My dear readers, thank you for reading, commenting on, and sharing my last post, The Things I Remember. It’s feels like the most important thing I’ve ever written.
I didn’t exactly plan to write that when I did; it’s something that I’ve tried to write about for years. Every time I started, I stopped. It just never sounded right. But then, rather suddenly, that post came to me. And when it did, I felt an urgent need to get to my computer to write it down before it was gone from my mind.
The image in this post is a painting by my friend, AG. I was at her house and saw it before it was finished. I commented on how beautiful it was. I didn’t tell her why, but I loved it so much because it reminded me of B and Silas. To me, it is B and Silas. AG gave it to me after she’d finished it because she said it “spoke to me” and that I should have it. It hangs in my bedroom.
In what will be my last post about Silas, I want to share the eulogy that Mr. FamilyNature wrote and gave at Silas’ funeral. His words are what started the healing process for me, and I think for many others.
Silas Declan wasn’t so much expected, or anticipated. He was loved. Because we loved him we already felt that he was a part of our lives, and of our family. By his very existence he had changed forever the lives of his parents, his family, and the circle of friends who help define their lives. Because of the simple fact of his life, I believe that he is with us right now. Not so much in a spiritual sense, though many of us believe in that, but rather in a much more real, even tangible way.
When we begin to love someone for the first time we don’t borrow that love from another part of our lives. New love is created. New doorways in our hearts are opened, and a new capacity to love is invented. When we made plans for Silas, when we built him into our lives, our futures – as we thought about him – we laid down new pathways in our brains, simply as a function of our physiology. Those changes in our hearts and minds are what will stay with us for the rest of our lives.

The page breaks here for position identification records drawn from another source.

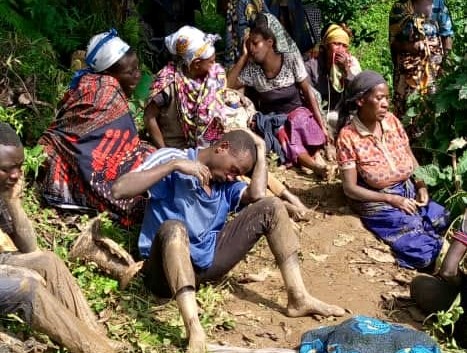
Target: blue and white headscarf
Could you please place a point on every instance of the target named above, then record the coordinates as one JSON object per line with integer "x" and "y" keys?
{"x": 104, "y": 50}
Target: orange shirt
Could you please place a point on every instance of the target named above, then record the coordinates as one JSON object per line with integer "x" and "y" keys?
{"x": 380, "y": 162}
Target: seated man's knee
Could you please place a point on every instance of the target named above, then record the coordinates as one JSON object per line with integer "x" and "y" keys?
{"x": 272, "y": 206}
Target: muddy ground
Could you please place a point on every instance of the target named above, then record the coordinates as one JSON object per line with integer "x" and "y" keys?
{"x": 342, "y": 264}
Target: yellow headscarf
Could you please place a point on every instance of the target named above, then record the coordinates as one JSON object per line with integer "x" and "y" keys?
{"x": 336, "y": 34}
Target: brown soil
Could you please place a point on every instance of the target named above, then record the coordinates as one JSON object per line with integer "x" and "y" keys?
{"x": 336, "y": 269}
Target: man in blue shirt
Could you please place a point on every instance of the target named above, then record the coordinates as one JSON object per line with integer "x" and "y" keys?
{"x": 185, "y": 237}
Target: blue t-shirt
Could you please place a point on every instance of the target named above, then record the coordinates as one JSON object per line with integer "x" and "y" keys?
{"x": 181, "y": 197}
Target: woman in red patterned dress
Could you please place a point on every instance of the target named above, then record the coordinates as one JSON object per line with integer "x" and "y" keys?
{"x": 94, "y": 139}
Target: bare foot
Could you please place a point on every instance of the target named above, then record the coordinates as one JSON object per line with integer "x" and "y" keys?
{"x": 310, "y": 305}
{"x": 196, "y": 339}
{"x": 298, "y": 213}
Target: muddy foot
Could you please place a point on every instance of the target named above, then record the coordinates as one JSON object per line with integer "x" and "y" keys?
{"x": 299, "y": 213}
{"x": 197, "y": 343}
{"x": 310, "y": 306}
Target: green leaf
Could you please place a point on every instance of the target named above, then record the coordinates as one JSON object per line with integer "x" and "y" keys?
{"x": 457, "y": 143}
{"x": 430, "y": 174}
{"x": 142, "y": 89}
{"x": 462, "y": 164}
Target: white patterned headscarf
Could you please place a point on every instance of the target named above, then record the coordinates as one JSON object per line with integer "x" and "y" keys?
{"x": 104, "y": 50}
{"x": 190, "y": 43}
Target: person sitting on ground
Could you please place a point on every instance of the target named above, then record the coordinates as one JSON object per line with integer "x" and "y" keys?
{"x": 185, "y": 238}
{"x": 187, "y": 104}
{"x": 272, "y": 65}
{"x": 332, "y": 70}
{"x": 377, "y": 165}
{"x": 94, "y": 139}
{"x": 434, "y": 294}
{"x": 420, "y": 35}
{"x": 36, "y": 284}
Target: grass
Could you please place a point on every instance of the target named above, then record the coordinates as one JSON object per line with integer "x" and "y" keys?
{"x": 148, "y": 323}
{"x": 375, "y": 55}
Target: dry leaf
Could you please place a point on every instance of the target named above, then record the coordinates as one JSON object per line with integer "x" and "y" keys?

Silas was, and is, loved most intensely by his mother, who carried him within her for so long. This is, I think, simply a reality of human life. His dad loves him as only a dad can. The rest of us, in our own ways, each made room for him in our hearts – perhaps without even knowing it – and loved him in our own ways. The volume of grief in this house, and indeed beyond this house, is a function, and a measure, of the love that was created by Silas’ life.
Even though he was never born to us as we were expecting, and although his parents were the only people to ever hold him, and only a few others even saw him, his impact on us is not diminished. It is just different from what we were expecting. At the moment of his conception his parents’ lives were changed forever. Over time, so many of us began to experience other changes, as we adapted to the new person in our lives. That he died doesn’t put us back to where we began. Rather, it puts us on a new course. The impact of Silas on our lives doesn’t disappear, but it does change. We are none of us the same as we were before Silas. We are all changed. He changed us. The love that he created, that we created for him, doesn’t disappear. Rather, we continue in our lives with a new, greater capacity for love. Our grief doesn’t close the doors he opened, but instead opens new doors. Perhaps through our grief we may come to understand ourselves and our lives better than before. Relationships that we have taken for granted for our entire lives suddenly become stronger and more meaningful. People whom we have taken for granted step into the breach and take care of us when we need them the most. The value of friends and loved ones, although always assumed, is bared before us in stark, even painful, relief …. Indeed, in this past week B and L have been touched by the words and actions of their friends and loved ones.
None of this is about looking for a silver lining. There is no silver lining. This is about measuring the real impact on our lives of little Silas. Because we loved him, because he changed us, we are all going to carry not just his memory with us for the rest of our lives, but also his influence. He has brought our community together. He has touched us all and made us better. And so, not just today, but for the rest of our lives, we will remember him, we will carry our love for him, and we will honour him. Thank you.